At an off-the-record summit meeting for chief executives sponsored by Microsoft in mid-May, the PBS interviewer Charlie Rose asked Jeffrey Immelt, chairman of G.E., and his counterpart at the News Corporation, Rupert Murdoch, about the feud.
Both moguls expressed regret over the venomous culture between the networks and the increasingly personal nature of the barbs. Days later, even though the feud had increased the audience of both programs, their lieutenants arranged a cease-fire, according to four people who work at the companies and have direct knowledge of the deal.
In early June, the combat stopped, and MSNBC and Fox, for the most part, found other targets for their verbal missiles (Hello, CNN).
As feuds go, this one seemed odd. Olbermann would criticize O’Reilly’s brand of “journalism,” O’Reilly would sidestep Olbermann and MSNBC, instead attacking General Electric, including sending activists to disrupt a GE shareholders’ meeting. Two months ago, O’Reilly even slowly read the email address and mailing address of GE’s CEO on the air.
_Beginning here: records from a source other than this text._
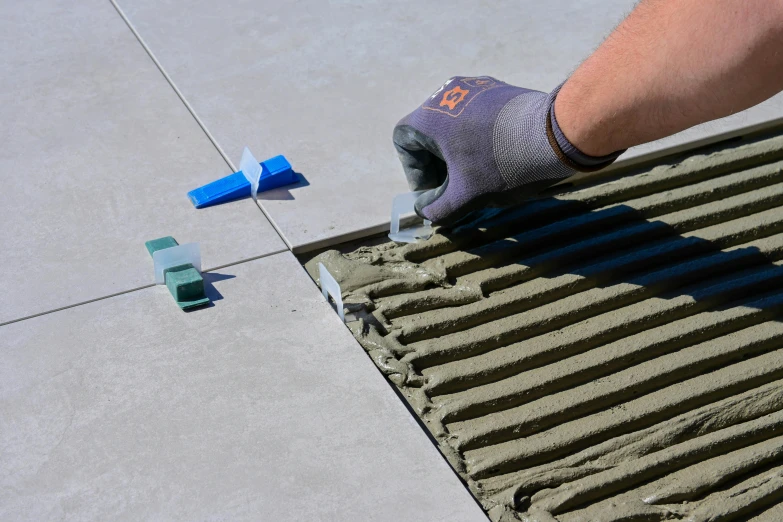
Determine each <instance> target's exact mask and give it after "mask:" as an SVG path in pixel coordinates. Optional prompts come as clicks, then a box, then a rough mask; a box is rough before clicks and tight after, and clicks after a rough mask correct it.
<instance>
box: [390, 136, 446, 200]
mask: <svg viewBox="0 0 783 522" xmlns="http://www.w3.org/2000/svg"><path fill="white" fill-rule="evenodd" d="M394 147H395V148H396V149H397V155H398V157H399V158H400V163H402V168H403V171H404V172H405V177H406V179H407V180H408V186H409V187H410V189H411V190H425V189H433V188H436V187H438V186H440V185H441V184H443V182H444V181H445V180H446V162H445V161H444V160H443V158H442V156H441V154H440V149H439V148H438V146H437V144H435V142H434V141H433V140H432V139H430V138H428V137H427V136H425V135H423V134H422V133H421V132H420V131H418V130H416V129H414V128H413V127H411V126H409V125H404V124H403V125H397V126H396V127H395V128H394Z"/></svg>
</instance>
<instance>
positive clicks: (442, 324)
mask: <svg viewBox="0 0 783 522" xmlns="http://www.w3.org/2000/svg"><path fill="white" fill-rule="evenodd" d="M318 261H322V262H323V263H324V264H325V265H326V266H327V268H328V269H329V270H330V272H331V273H332V274H333V275H334V276H335V278H336V279H337V280H338V282H339V283H340V284H341V287H342V289H343V291H344V294H343V297H344V299H345V302H346V308H347V310H349V311H352V312H354V313H355V314H356V315H357V316H358V317H360V319H359V320H355V321H352V322H349V323H348V326H349V327H350V328H351V330H352V332H353V333H354V335H355V336H356V338H357V339H358V341H359V342H360V343H361V345H362V346H363V347H364V348H365V350H366V351H367V353H368V354H369V355H370V357H371V358H372V360H373V361H375V363H376V365H377V366H378V368H379V369H380V370H381V371H382V372H383V373H384V374H385V375H387V376H388V378H389V379H390V380H391V382H393V383H394V384H395V385H396V386H397V387H398V388H399V389H400V391H401V393H402V395H403V396H404V397H405V398H406V399H407V400H408V402H409V403H410V405H411V407H412V408H413V409H414V410H415V411H416V413H417V414H418V415H419V416H420V417H421V419H422V421H423V422H424V424H425V425H426V426H427V427H428V428H429V430H430V431H431V433H432V435H433V436H434V437H435V439H436V440H437V441H438V443H439V447H440V449H441V451H442V452H443V454H444V455H445V456H446V458H447V459H448V460H449V462H450V463H451V464H452V466H453V467H454V469H455V470H456V471H457V473H459V474H460V476H462V477H463V478H464V480H465V481H466V483H467V484H468V486H469V488H470V490H471V491H472V492H473V494H474V495H475V496H476V498H477V499H478V500H479V502H481V504H482V505H483V506H484V508H485V509H486V511H487V512H488V514H489V516H490V518H491V519H493V520H503V521H511V520H530V521H533V520H537V521H542V522H543V521H550V522H551V521H554V520H557V521H561V522H572V521H604V520H605V521H610V520H645V521H646V520H651V521H657V520H679V519H687V520H781V519H783V518H782V517H783V509H782V508H781V507H780V504H779V503H780V502H781V501H782V500H783V408H782V407H783V323H782V322H780V318H781V311H783V137H781V136H772V137H768V136H767V137H764V138H759V139H757V140H755V141H752V142H750V143H748V142H742V143H735V144H730V145H724V146H722V147H715V148H713V150H710V151H708V152H702V153H698V154H693V155H691V156H689V157H687V158H685V159H683V160H681V161H676V162H669V163H667V164H662V165H658V166H654V167H651V168H649V169H645V170H641V171H637V172H635V173H631V174H629V175H625V176H622V177H615V178H614V179H612V180H609V181H606V180H600V179H599V180H596V179H595V178H586V179H583V180H581V181H579V182H578V184H577V185H575V186H572V187H569V188H567V189H565V190H563V191H562V192H561V193H559V194H556V195H553V196H548V197H544V198H541V199H538V200H535V201H531V202H529V203H527V204H526V205H524V206H521V207H519V208H517V209H511V210H505V211H488V212H486V213H485V215H484V216H482V218H481V219H480V220H478V221H475V222H473V223H469V224H467V225H464V226H462V227H460V228H457V229H454V230H439V231H438V233H437V234H436V235H435V236H434V237H433V238H432V239H430V240H429V241H426V242H423V243H418V244H412V245H398V244H394V243H383V244H380V245H374V246H370V247H359V248H357V249H355V250H353V251H350V252H347V253H340V252H338V251H327V252H324V253H322V254H320V255H319V256H317V257H315V258H313V259H312V260H310V261H309V262H308V263H307V265H306V266H307V268H308V270H309V271H310V273H311V275H313V276H314V278H317V270H314V267H315V266H316V264H317V262H318Z"/></svg>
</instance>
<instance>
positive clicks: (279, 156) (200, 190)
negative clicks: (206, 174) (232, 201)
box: [188, 156, 297, 208]
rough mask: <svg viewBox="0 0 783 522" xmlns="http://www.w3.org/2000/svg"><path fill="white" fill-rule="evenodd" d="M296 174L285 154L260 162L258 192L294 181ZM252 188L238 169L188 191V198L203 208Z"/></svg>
mask: <svg viewBox="0 0 783 522" xmlns="http://www.w3.org/2000/svg"><path fill="white" fill-rule="evenodd" d="M296 181H297V179H296V174H294V170H293V169H292V168H291V164H290V163H288V160H287V159H285V156H275V157H274V158H270V159H268V160H266V161H262V162H261V176H260V177H259V180H258V192H263V191H265V190H272V189H274V188H278V187H282V186H284V185H290V184H291V183H296ZM251 192H252V189H251V187H250V182H248V180H247V178H245V175H244V174H243V173H242V171H241V170H240V171H239V172H235V173H233V174H229V175H228V176H226V177H225V178H222V179H219V180H217V181H213V182H212V183H208V184H206V185H204V186H203V187H199V188H197V189H194V190H191V191H190V192H188V198H190V201H191V202H192V203H193V206H194V207H196V208H204V207H209V206H212V205H218V204H220V203H226V202H228V201H233V200H235V199H239V198H246V197H247V196H250V195H251Z"/></svg>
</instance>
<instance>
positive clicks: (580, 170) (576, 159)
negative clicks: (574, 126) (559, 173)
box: [547, 87, 626, 172]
It wasn’t, in other words, a host vs. host conflict, but rather, one causing headaches for a corporation.
But stranger still is what, exactly, constitutes the nature of the “cease fire.” Olbermann, whose ratings have been bolstered by the feud, was asked last week about the negotiations between Immelt and Murdoch. “I am party to no deal,” Olbermann said.
And while Immelt and Murdoch have sought to protect their corporate interests, there are legitimate concerns about interference with news programming. Will Olbermann receive orders to stop doing reports on Fox News-related controversies? Is O’Reilly no longer eligible to be named the Worst Person in the World? For that matter, O’Reilly seemed extremely interested in GE’s contracts in Iran. Will the story no longer seem important?
Glenn Greenwald found that on June 1, Olbermann said he would start ignoring O’Reilly, and in the two months since, the MSNBC host hasn’t even mentioned the Fox News personality on the air. Greenwald argues that it looks like an example of “the corporations that own our largest media outlets controlling and censoring the content of their news organizations based on the unrelated interests of the parent corporation.”